First, they work in six-week cycles. Six weeks is long enough to build something meaningful start-to-finish and short enough that everyone can feel the deadline looming from the start, so they use the time wisely.

They don’t count hours or question how induvidual days are spent. They don’t have daily meetings. They don’t rethink their roadmap every two weeks. Their focus is at a higher level. They say to themselves: “If this project ships after six weeks, we’ll be really happy. We’ll feel our time was well spent.” Then they commit the six weeks and leave the team alone to get it done.

Shaping the work

Second, they shape the work before giving it to a team. A small senior group works in parallel to the cycle teams. They define the key elements of a solution before they consider a project ready to bet on. Projects are defined at the right level of abstraction: concrete enough that the teams know what to do, yet abstract enough that they have room to work out the interesting details themselves.

When shaping, they focus less on estimates and more on their appetite. Instead of asking how much time it will take to do some work, they ask: How much time do we want to spend? How much is this idea worth?

Making teams responsible

Third, they give full responsibility to a small integrated team of designers and programmers. They define their own tasks, make adjustments to the scope, and work together to build vertical slices of the product one at a time. This is completely different from other methodologies, where managers chop up the work and programmers act like ticket-takers.

Together, these concepts form a virtuous circle. When teams are more autonomous, senior people can spend less time managing them. With less time spent on management, senior people can shape up better projects. When projects are better shaped, teams have clearer boundaries and so can work more autonomously.

Targeting risk

At every step of the process they target a specific risk: the risk of not shipping on time.

They reduce risk in the shaping process by solving open questions before they commit the project to a time box. They don’t give a project to a team that still has rabbit holes or tangled interdependencies.

If a project runs over, by default it doesn’t get an extension. This “circuit breaker” ensures that they don’t invest multiples of the original appetite on a concept that needs rethinking first.

And lastly they reduce risk in the building process by integrating design and programming early. Instead of building lots of disconnected parts and hoping they’ll fit together in the 11th hour, they build one meaningful piece of the work end-to-end early on and then repeat.

The 3 parts of the process

  • Part One is all about Shaping — the pre-work to do on projects before to consider them ready to schedule. From setting the appetite on a raw idea, to sketching out a solution, to writing a pitch that presents the potential project.
  • Part Two is about Betting — how to choose among the pitched projects and decide what to do six weeks at a time.
  • Part Three is about Building — the expectations to place on the teams and the special practices to use to discover what to do. Teams figure out what to do, how they integrate design and programming, how they track what’s known versus unknown, and finally they make the hard calls to finish the project on time.
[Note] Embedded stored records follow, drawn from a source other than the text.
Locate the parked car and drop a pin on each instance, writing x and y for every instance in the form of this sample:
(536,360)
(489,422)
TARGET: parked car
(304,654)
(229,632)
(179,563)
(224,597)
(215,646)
As you can see, Shape Up is quite different from other traditional methodologies and challenges many of their aspects. Personally, it just feels right and it's about time something like this was needed.

Indeed, during our many consulting missions, we have found that traditional methodologies such as Scrum can have serious negative effects and are convinced that Shape Up, or at least the adoption of some of its principles, can make a major contribution to project success.